Devastator discovery at two miles down

The great depth at which the aircraft lie has ensured that the TBDs are in an amazing state of preservation, the paintwork and even the fabric control surfaces having not deteriorated despite their 76-year immersion.

Eight of the biggest prizes in historic aviation history were discovered approximately two miles beneath the surface of the Coral Sea, more than 500 miles off the coast of Queensland, Australia, on 4 March by billionaire philanthropist Paul G.

Allen’s research vessel RV Petrel. The aircraft, seven Douglas TBD-1 Devastators — of which there are no preserved survivors — and a combat veteran Grumman F4F Wildcat, have been on the bottom since 8 May 1942, when the aircraft carrier on which they were serving, the USS Lexington, was sunk during the Battle of the Coral Sea.

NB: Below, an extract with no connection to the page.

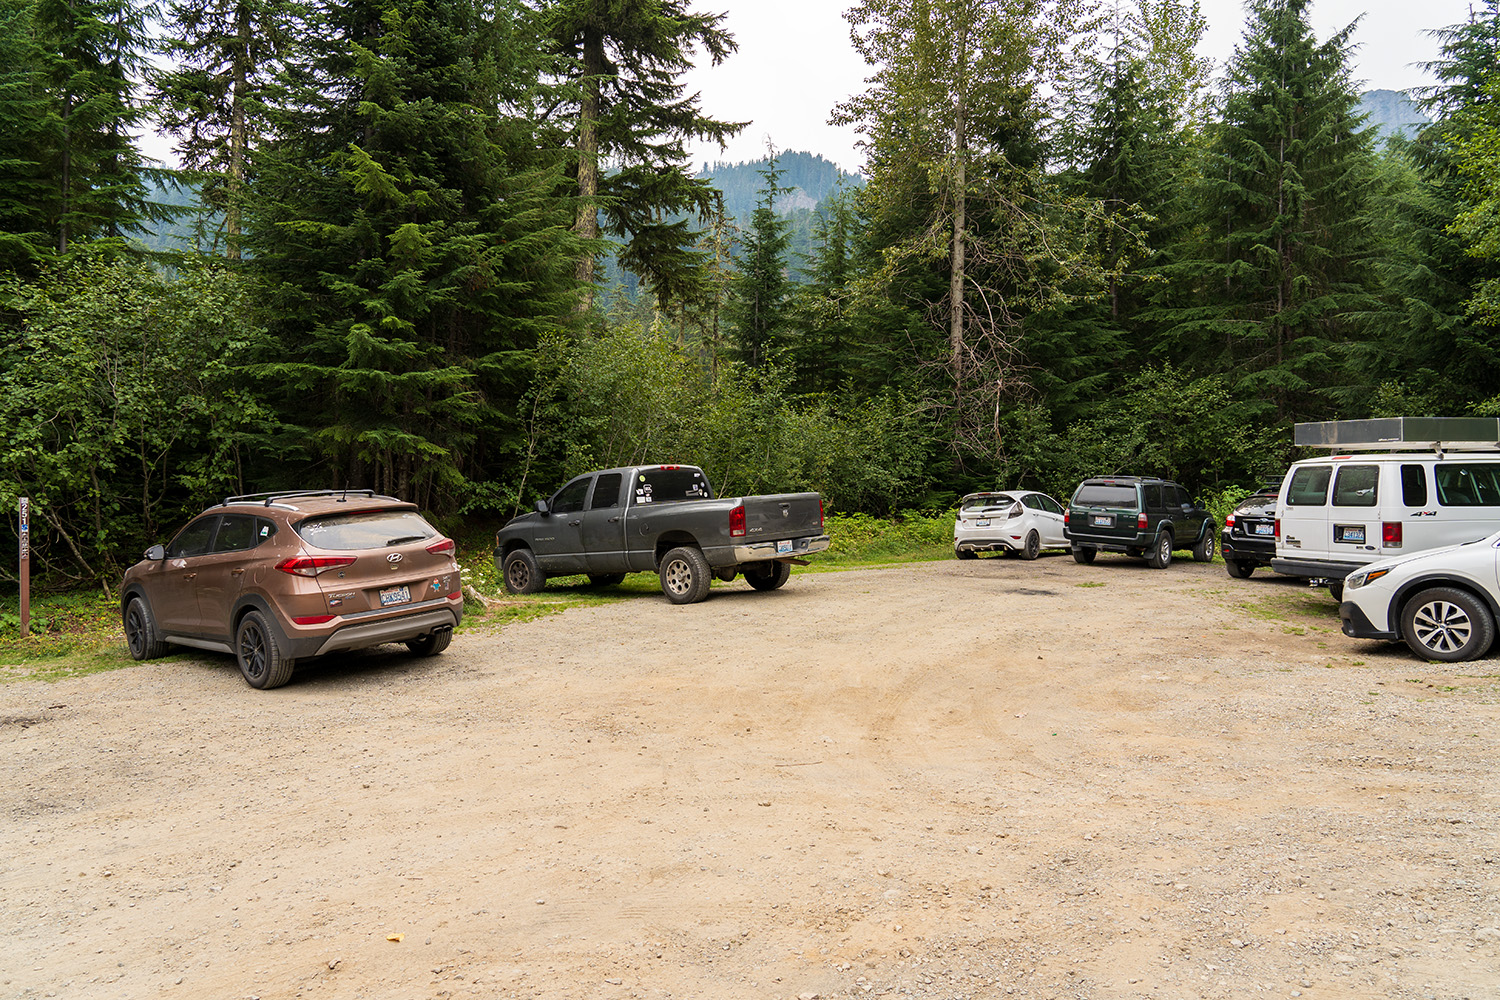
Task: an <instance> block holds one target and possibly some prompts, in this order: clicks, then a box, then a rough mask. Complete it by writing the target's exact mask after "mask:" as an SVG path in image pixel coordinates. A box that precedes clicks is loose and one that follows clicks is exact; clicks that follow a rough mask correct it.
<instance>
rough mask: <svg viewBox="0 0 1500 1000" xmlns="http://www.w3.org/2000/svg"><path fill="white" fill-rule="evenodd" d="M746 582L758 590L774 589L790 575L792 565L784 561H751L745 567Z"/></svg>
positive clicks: (764, 590) (745, 577)
mask: <svg viewBox="0 0 1500 1000" xmlns="http://www.w3.org/2000/svg"><path fill="white" fill-rule="evenodd" d="M744 573H745V583H748V585H750V586H753V588H754V589H757V591H774V589H777V588H780V586H781V585H783V583H786V580H787V579H789V577H790V576H792V567H790V565H787V564H786V562H777V561H774V559H772V561H771V562H753V564H750V565H747V567H745V570H744Z"/></svg>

The battle was the first action in which aircraft carriers engaged each other, and the first when crews from either side neither saw the opposing vessels, nor fired directly upon one another. The USS Lexington — originally commissioned as a battlecruiser but launched as an aircraft carrier during 1925 — faced three Japanese carriers, along with the USS Yorktown. On the morning of 8 May, Lexington suffered multiple hits by torpedoes and bombs delivered by Nakajima B5N ‘Kate’ torpedo bombers and Aichi D3A ‘Val’ dive-bombers, a secondary explosion causing uncontrolled fires that finally saw the order go out to abandon ship. A total of 216 crew members were lost, 2,770 being rescued.

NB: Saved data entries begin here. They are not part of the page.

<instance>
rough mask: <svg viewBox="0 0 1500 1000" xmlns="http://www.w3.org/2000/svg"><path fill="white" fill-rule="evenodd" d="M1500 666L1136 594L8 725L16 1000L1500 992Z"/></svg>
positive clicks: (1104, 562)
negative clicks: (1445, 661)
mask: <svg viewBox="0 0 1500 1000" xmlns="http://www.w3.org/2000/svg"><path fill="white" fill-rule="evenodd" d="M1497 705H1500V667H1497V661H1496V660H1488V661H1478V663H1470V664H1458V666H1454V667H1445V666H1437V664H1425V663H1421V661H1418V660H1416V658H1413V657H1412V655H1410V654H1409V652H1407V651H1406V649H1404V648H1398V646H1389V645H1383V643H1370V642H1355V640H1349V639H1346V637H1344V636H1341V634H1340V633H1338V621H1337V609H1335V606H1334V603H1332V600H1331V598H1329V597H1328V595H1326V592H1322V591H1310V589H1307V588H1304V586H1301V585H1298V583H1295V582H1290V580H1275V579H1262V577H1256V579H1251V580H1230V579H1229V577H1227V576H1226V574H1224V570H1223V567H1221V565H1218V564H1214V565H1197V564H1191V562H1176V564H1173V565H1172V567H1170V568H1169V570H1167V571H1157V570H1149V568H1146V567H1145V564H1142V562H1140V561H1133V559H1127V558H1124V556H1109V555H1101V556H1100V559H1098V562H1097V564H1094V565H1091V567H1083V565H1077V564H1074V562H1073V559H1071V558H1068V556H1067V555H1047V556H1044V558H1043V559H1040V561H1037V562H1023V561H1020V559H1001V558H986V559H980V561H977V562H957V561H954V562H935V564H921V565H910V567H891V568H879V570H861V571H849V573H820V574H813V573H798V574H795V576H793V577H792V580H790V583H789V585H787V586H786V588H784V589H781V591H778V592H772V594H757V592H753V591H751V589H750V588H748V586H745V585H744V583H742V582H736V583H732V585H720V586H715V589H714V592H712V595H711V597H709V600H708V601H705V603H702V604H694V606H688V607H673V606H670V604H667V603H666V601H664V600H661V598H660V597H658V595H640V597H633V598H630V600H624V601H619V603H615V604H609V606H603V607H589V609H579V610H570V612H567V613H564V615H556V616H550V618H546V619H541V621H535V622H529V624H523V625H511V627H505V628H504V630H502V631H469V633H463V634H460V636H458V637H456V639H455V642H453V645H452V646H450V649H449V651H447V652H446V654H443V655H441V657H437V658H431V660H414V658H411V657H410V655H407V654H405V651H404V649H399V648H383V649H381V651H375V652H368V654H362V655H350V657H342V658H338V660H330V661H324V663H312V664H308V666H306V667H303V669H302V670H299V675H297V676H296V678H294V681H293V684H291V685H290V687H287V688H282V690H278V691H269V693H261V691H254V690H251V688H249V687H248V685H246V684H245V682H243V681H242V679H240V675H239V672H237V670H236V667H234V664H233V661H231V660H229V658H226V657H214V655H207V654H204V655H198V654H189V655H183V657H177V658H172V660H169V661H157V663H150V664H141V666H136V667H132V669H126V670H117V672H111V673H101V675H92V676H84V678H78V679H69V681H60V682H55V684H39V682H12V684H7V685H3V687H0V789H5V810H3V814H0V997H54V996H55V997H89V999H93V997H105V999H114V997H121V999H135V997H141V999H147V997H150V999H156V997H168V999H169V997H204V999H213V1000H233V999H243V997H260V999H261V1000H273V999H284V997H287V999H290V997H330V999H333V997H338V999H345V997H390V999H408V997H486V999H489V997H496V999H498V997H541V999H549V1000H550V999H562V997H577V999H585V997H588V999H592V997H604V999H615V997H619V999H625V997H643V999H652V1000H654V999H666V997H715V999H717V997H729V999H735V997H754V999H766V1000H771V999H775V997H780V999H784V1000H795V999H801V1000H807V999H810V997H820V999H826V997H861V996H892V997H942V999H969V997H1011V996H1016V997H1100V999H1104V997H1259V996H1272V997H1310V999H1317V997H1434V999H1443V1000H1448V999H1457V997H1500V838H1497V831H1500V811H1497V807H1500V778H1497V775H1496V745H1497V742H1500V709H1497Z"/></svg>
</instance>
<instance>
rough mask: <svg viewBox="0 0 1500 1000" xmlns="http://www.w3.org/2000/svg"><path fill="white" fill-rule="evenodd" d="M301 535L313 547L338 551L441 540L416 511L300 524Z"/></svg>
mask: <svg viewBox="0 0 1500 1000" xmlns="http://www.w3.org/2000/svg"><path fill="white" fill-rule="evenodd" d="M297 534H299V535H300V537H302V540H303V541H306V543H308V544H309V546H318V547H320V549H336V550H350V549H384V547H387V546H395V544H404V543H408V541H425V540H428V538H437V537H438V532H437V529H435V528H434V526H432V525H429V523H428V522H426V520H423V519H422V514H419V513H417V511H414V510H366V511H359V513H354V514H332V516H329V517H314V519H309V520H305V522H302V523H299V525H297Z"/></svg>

To prevent the carrier being captured, the cruiser USS Phelps despatched the final torpedoes that sank the crippled carrier.

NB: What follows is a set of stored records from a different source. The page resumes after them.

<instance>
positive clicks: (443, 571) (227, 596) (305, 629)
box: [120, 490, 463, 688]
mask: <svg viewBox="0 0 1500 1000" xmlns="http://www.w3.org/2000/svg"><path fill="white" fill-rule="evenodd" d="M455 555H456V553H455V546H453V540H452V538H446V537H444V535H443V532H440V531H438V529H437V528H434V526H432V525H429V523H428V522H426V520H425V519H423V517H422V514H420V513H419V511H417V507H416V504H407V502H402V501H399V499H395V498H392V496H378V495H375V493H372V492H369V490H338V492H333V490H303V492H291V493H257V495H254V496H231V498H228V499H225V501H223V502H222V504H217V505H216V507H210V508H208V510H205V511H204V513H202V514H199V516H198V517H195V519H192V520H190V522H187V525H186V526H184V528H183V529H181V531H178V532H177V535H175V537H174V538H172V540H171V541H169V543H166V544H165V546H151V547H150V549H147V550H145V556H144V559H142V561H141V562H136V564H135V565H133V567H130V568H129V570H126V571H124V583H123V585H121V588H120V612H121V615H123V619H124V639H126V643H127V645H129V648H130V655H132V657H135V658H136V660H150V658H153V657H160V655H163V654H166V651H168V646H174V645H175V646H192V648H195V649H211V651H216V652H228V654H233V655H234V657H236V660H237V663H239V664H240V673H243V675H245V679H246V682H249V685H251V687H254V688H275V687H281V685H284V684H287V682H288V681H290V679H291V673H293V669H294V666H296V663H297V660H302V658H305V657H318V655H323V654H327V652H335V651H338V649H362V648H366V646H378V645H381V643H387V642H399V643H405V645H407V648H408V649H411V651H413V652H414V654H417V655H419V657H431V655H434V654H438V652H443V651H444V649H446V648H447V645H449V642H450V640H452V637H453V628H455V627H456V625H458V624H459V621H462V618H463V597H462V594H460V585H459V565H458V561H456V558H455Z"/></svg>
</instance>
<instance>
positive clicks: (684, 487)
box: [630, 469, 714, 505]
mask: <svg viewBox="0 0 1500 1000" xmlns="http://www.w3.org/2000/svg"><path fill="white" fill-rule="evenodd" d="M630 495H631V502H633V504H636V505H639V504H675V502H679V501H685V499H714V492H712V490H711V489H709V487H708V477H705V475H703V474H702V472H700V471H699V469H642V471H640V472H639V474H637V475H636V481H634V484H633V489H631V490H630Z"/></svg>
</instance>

But the Japanese had suffered what would turn out to be a permanent setback in their advance on New Guinea and Australia, and lost the light carrier Shoho, the fleet carrier Shokaku suffering significant damage.

Several examples of the Devastator, Wildcat and Douglas Dauntless were blown off the deck before the Lexington sank, and the seven TBDs and the F4F discovered are lying separate from the three main surviving sections of the ship and are not considered to be war graves by the US Navy. The National Museum of Naval Aviation at Pensacola, Florida, is reported to be very interested in the discovery, possibly raising hopes that a private/public partnership could be entered into to recover some of the aircraft.

On 7 May 1942, the TBD-1 coded T-8 attacked the Japanese light aircraft carrier Shōhō, which shortly afterwards became the first Japanese carrier to be sunk.
Two entwined TBD-1s, with T-9 — which scored a confirmed hit on the Shōhō — on the bottom.
The F4F flown from the USS Lexington by US Navy ace Lt Noel Gaylor.

The Wildcat has been identified as a machine flown by US Navy ace Lt Noel Gaylor, who went on to command the navy’s experimental jet fighter squadron VX-3 from June 1951 to January 1954, retiring on 31 August 1976 as an admiral. Five of the TBDs located — coded T-3, T-4, T-5, T-8 and T-9 — participated in a torpedo attack on the Shōhō during the battle, with T-4 and T-9 scoring confirmed hits.

Paul Allen, whose previous recoveries have included the ship’s bell from HMS Hood — it is now on display at the National Museum of the Royal Navy in Portsmouth — said, “To pay tribute to the USS Lexington and the brave men that served on her is an honour. As Americans, all of us owe a debt of gratitude to everyone who served and who continue to serve our country for their courage, persistence and sacrifice.”